The telephone call that could cost Donald Trump the presidency

It was a phone call that might end up costing him the presidency. The transcript of Donald Trump’s conversation with Ukrainian President Volodymyr Zelenskiy on July 25 features an unbelievable plethora of misdeeds, from abusing the power of his office to violating his presidential oath—all of it compounded by his promise to restore aid to a foreign country, which he had conveniently ordered frozen just a few days before the conversation. It’s clear-cut case of blackmail. 

In these circumstances, how can one not proceed on the road to impeachment? The Speaker of the House, Nancy Pelosi, approved the opening of an impeachment inquiry after having resisted months of pressure from House Democrats that was gaining increasing momentum—until the Ukraine scandal broke and changed everything.

The Ukrainian affair, in its sensational day-by-day unfolding, appears to be more serious for Trump than Russiagate, which fizzled out in a strange limbo after the deposition of Special Counsel Mueller before Congress.

However, there is an obvious paradox when we try to put together the stories that these scandals tell: Trump seems to be conspiring both with Russia and with its top regional adversary at the same time. While The Donald is capable of the most amazing U-turns, this would be quite a feat of flexibility, even for him. The fact is that, one way or another, the Democratic Party believes, at all levels, that the judicial path is the preferable one to get the Republican president on the ropes—although, admittedly, his blatant misdeeds in this case leave no other course of action. 
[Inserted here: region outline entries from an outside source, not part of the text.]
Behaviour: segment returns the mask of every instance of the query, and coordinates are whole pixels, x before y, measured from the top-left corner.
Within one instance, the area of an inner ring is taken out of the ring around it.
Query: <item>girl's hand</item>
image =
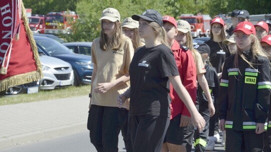
[[[127,98],[123,95],[121,94],[117,97],[117,102],[118,107],[121,108],[122,107],[122,104],[125,102]]]
[[[197,128],[201,132],[205,126],[205,120],[197,111],[191,118],[194,128]]]
[[[225,120],[222,119],[220,120],[219,122],[219,129],[221,131],[225,130]]]
[[[257,123],[255,132],[256,134],[260,134],[263,132],[264,132],[264,124]]]
[[[105,93],[113,86],[111,82],[98,84],[98,86],[94,88],[95,93]]]
[[[212,116],[214,115],[215,110],[214,108],[214,104],[213,104],[213,102],[211,102],[211,103],[209,103],[208,104],[208,107],[209,108],[209,113],[210,114],[210,116]]]

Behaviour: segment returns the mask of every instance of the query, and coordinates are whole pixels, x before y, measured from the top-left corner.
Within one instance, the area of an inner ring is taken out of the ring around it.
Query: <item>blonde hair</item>
[[[156,37],[160,39],[162,44],[170,48],[168,36],[167,35],[167,32],[165,28],[163,27],[160,26],[156,22],[147,21],[150,22],[149,25],[154,29]]]
[[[255,60],[259,56],[262,56],[263,57],[267,58],[267,54],[263,50],[262,48],[260,45],[259,41],[258,40],[257,36],[254,34],[251,34],[249,35],[248,38],[250,38],[251,40],[251,48],[250,50],[252,52],[252,60]],[[253,64],[256,64],[252,63],[247,60],[247,59],[242,54],[242,52],[240,50],[239,47],[237,46],[237,50],[235,53],[235,56],[234,56],[234,66],[235,68],[238,67],[238,56],[240,56],[251,67],[253,67]]]
[[[101,25],[102,30],[100,33],[100,48],[103,50],[107,50],[109,46],[113,50],[117,50],[121,45],[121,42],[123,38],[122,36],[122,30],[120,22],[117,20],[114,22],[115,29],[113,38],[109,40],[104,31],[103,27],[102,20],[101,20]]]

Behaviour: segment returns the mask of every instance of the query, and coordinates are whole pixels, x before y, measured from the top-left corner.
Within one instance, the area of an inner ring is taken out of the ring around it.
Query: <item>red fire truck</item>
[[[28,17],[28,22],[34,33],[44,34],[45,22],[44,15],[32,14],[32,16]]]
[[[193,38],[207,36],[209,35],[210,22],[212,20],[209,14],[183,14],[179,17],[187,21],[191,26],[191,34]]]
[[[45,16],[45,33],[67,34],[71,32],[71,23],[76,22],[78,16],[73,11],[51,12]]]

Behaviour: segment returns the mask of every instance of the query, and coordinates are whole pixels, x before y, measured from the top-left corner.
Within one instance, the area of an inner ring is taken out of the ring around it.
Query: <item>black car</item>
[[[91,56],[75,54],[61,43],[50,38],[35,35],[34,38],[37,45],[43,48],[44,54],[71,64],[74,72],[74,86],[91,84],[93,70]]]

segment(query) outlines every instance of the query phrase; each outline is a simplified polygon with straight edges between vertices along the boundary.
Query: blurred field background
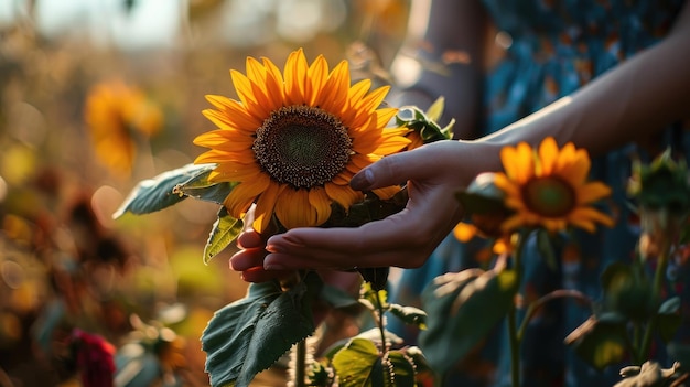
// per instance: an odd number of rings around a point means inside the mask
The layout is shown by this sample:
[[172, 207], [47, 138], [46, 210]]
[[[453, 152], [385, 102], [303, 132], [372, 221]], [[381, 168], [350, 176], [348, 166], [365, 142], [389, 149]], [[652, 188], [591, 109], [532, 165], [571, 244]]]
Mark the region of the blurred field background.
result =
[[248, 55], [282, 67], [302, 46], [389, 82], [408, 12], [396, 0], [0, 0], [0, 386], [79, 386], [75, 332], [131, 363], [120, 385], [145, 367], [159, 375], [148, 385], [207, 385], [198, 337], [246, 290], [231, 251], [203, 264], [217, 206], [111, 214], [137, 182], [203, 151], [204, 96], [235, 97], [228, 71]]

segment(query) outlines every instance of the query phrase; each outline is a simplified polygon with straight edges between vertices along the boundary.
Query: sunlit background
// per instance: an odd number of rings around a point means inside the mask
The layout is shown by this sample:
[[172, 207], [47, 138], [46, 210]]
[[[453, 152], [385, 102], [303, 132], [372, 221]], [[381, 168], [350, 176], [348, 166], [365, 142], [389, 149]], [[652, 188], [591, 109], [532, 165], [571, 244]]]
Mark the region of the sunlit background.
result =
[[79, 386], [79, 332], [118, 351], [118, 385], [207, 385], [201, 332], [246, 290], [231, 251], [203, 264], [217, 206], [111, 214], [138, 181], [203, 151], [192, 139], [213, 129], [204, 96], [235, 97], [228, 71], [248, 55], [282, 66], [302, 46], [392, 82], [409, 8], [0, 0], [0, 386]]

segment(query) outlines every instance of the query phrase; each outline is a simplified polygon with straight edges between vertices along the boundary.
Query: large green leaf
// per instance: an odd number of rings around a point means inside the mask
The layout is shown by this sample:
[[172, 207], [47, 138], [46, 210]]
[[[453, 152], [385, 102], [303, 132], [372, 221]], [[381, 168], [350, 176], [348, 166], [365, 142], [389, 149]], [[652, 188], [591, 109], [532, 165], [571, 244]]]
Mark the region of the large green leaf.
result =
[[211, 385], [249, 386], [311, 334], [311, 304], [321, 286], [315, 273], [285, 292], [273, 282], [252, 283], [246, 298], [217, 311], [202, 335]]
[[217, 256], [241, 233], [244, 222], [228, 214], [227, 208], [220, 207], [218, 219], [213, 224], [208, 240], [204, 247], [204, 264]]
[[239, 183], [211, 182], [208, 181], [208, 176], [212, 171], [213, 168], [204, 170], [204, 172], [175, 186], [173, 189], [174, 192], [182, 193], [185, 196], [198, 198], [201, 201], [223, 204], [227, 195], [229, 195], [233, 189]]
[[596, 369], [623, 361], [627, 354], [626, 318], [618, 313], [591, 316], [565, 337], [578, 356]]
[[132, 189], [112, 217], [120, 217], [127, 212], [136, 215], [150, 214], [177, 204], [186, 196], [183, 193], [174, 193], [175, 186], [207, 173], [214, 168], [215, 164], [187, 164], [161, 173], [153, 179], [143, 180]]
[[353, 338], [333, 356], [333, 368], [342, 387], [382, 386], [381, 356], [366, 338]]
[[493, 330], [517, 293], [515, 270], [467, 269], [436, 277], [422, 293], [429, 313], [419, 342], [432, 368], [443, 375]]

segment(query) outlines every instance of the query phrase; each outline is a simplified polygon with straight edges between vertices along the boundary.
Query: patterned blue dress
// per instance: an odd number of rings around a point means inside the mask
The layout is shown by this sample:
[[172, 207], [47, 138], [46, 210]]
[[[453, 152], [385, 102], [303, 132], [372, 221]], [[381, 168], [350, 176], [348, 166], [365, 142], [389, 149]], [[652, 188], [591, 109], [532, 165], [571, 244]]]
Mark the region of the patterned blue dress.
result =
[[[485, 0], [484, 3], [498, 30], [510, 36], [511, 45], [487, 74], [486, 126], [478, 135], [498, 130], [571, 94], [626, 57], [657, 43], [669, 31], [683, 1]], [[648, 160], [668, 144], [690, 160], [690, 135], [680, 126], [669, 128], [658, 143], [645, 147], [646, 150], [629, 144], [593, 160], [591, 178], [606, 182], [613, 190], [610, 206], [618, 214], [617, 226], [602, 228], [596, 234], [576, 234], [575, 240], [567, 243], [560, 251], [556, 270], [545, 264], [535, 246], [528, 245], [522, 289], [528, 299], [563, 288], [578, 289], [595, 300], [601, 298], [603, 268], [612, 261], [629, 262], [639, 236], [637, 225], [625, 222], [634, 218], [625, 204], [632, 155]], [[392, 286], [393, 301], [420, 305], [419, 294], [434, 277], [486, 264], [485, 249], [482, 241], [461, 244], [450, 236], [423, 267], [402, 272]], [[690, 299], [689, 287], [679, 281], [690, 278], [688, 265], [678, 267], [671, 261], [668, 277], [673, 291], [682, 293], [686, 301]], [[590, 314], [589, 309], [563, 300], [548, 303], [531, 320], [522, 343], [524, 386], [613, 386], [621, 380], [621, 367], [596, 372], [563, 344], [563, 338]], [[684, 319], [683, 324], [690, 326], [688, 318]], [[390, 319], [389, 329], [414, 342], [416, 332], [396, 324], [395, 319]], [[449, 385], [509, 386], [509, 352], [504, 331], [504, 325], [498, 326], [477, 353], [463, 361]], [[679, 338], [688, 342], [687, 332]], [[665, 359], [664, 354], [657, 357]]]

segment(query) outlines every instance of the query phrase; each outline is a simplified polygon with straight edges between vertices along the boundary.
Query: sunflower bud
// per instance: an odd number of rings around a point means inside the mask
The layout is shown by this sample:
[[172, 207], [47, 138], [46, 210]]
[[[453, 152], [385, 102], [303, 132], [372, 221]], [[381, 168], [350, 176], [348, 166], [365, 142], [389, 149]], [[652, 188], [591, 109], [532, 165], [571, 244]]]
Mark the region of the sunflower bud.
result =
[[657, 256], [678, 240], [690, 212], [690, 183], [684, 160], [675, 162], [667, 150], [649, 165], [636, 162], [628, 193], [637, 198], [644, 258]]
[[498, 238], [506, 233], [502, 225], [511, 212], [505, 206], [505, 194], [494, 184], [495, 173], [477, 175], [470, 186], [456, 193], [456, 198], [470, 214], [472, 224], [483, 236]]

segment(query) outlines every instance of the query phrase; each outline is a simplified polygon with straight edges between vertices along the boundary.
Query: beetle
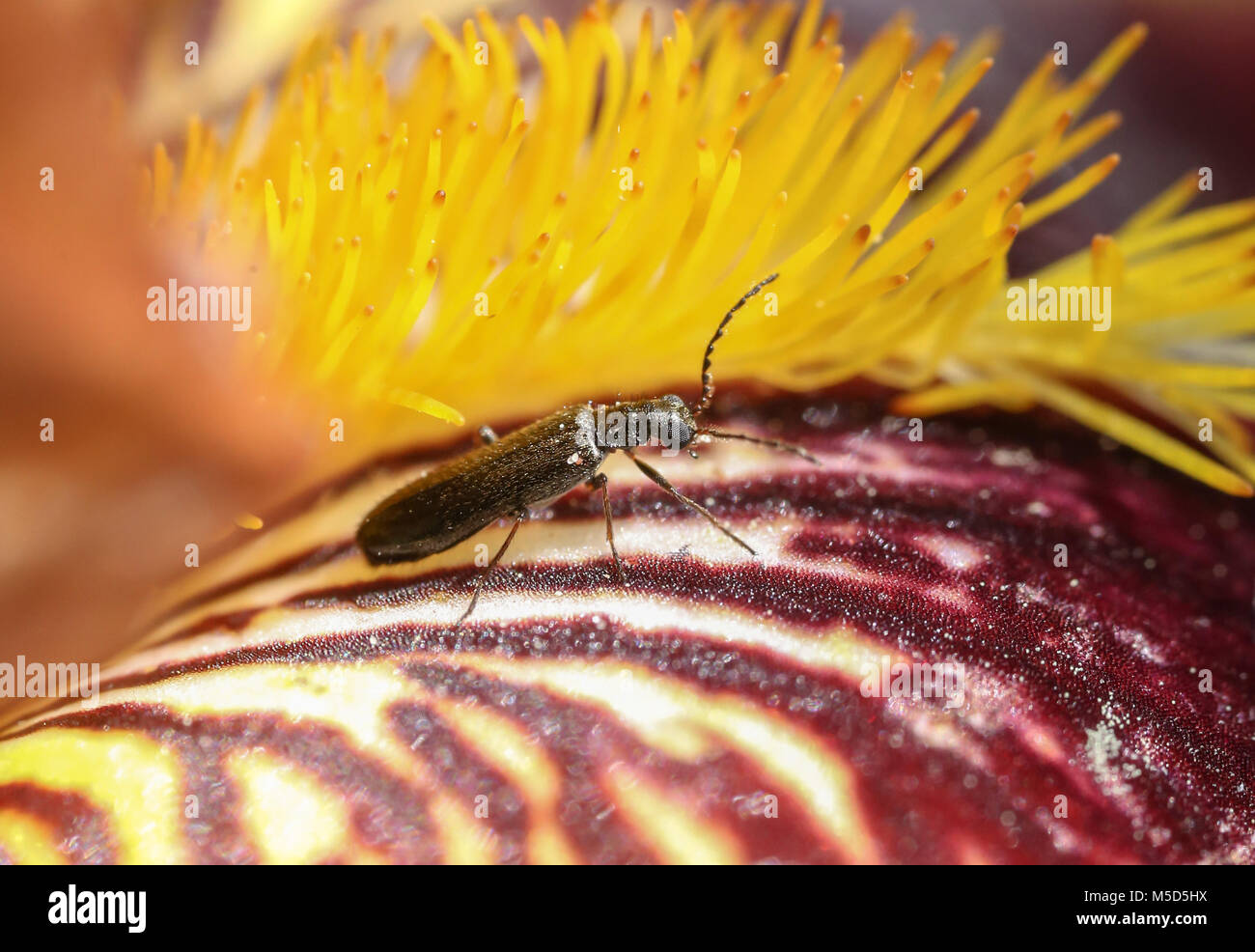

Impeachment is an inevitable choice, and for many good reasons, but it is unfortunately destined to absorb the greatest part of the Democrats’ energies, at a point when the party’s activists and most of the Democratic candidates running in the primaries for the presidential nomination are trying to build a campaign and a political platform with true substance, around strong and popular proposals, such as the right to healthcare for all and free college education.

Moreover, the Ukrainian case, unlike Russiagate, has elements that the more thoughtful among the Democrats are seeing as bringing great risks for their party. The scandal ultimately centers on a very prominent figure: Joe Biden, the former vice president of the United States and the frontrunner in the race for the nomination. Trump is accusing Biden of having lobbied for the dismissal of the Ukrainian attorney general who was investigating the oil company Burisma, where his second son, Hunter Biden, worked. This is the theory that Trump was pushing in the infamous phone call. 

Now, from the Ukrainian point of view, it is even more important to resume the investigation against Hunter Biden with full force—and with a new attorney general, who, as Zelensky promised on the phone call with Trump, “will be 100% my person, my candidate, who will be approved by the parliament and will start as a new prosecutor in September. He or she will look into the situation, specifically [into] the company that you mentioned in this issue.”

So, while the siege against the current occupant of the White House continues in Washington, the Biden case will only grow in prominence in Kiev: two scandals feeding off each other, in a way which stands to benefit Donald Trump more than Biden, who has been seen as his likely Democratic challenger.

A further complication is that all this is taking place during the ongoing fight for the Democratic Party nomination. Biden is visibly losing ground in the polls, after starting off solidly in the lead, with a large advantage over Elizabeth Warren, Bernie Sanders and the other seven competitors.

He has gone down in the polls due to some bad performances, but also because all the others have de facto joined up against him, in order to render a race that some had thought was already over more competitive. Currently, Warren is surging, and has even surpassed Biden in one recent poll. What will happen in the coming debates among the contenders for the Democratic nomination? How will the “Biden affair” play in presidential race? If Trump wasn’t in the picture, the allegations against Biden’s second son would end up, one way or another, at the center of the fight between the Democratic candidates. In the current circumstances, will Biden’s opponents rise up in his defense?

Furthermore, these events are taking place against the backdrop of an impeachment procedure which has gained great momentum after the Ukrainian scandal, but which still has to contend with resistance from a not-insignificant minority of 31 House Democrats elected in swing districts located in red states, with mostly Republican constituents, who are wary of angering the people who voted for them, but also voted for Trump. 

However, the developments on Wednesday seem to have marked a crucial shift: for the first time, over 218 representatives have publicly declared themselves for impeachment or have signaled they were open to voting to impeach Trump. 218 votes are needed for the measure to pass the House, and the current count in favor of impeachment, as of Thursday night, stands at 219 (including one Republican).

Meanwhile, Trump’s campaign of claiming victimhood is again in full swing, casting himself as the victim of a witch hunt by the Democrats. The incandescent political environment will definitely shift the focus away from the issues that divide the US, which will have to choose for the first time between very different options for how the future of its society and its government will look.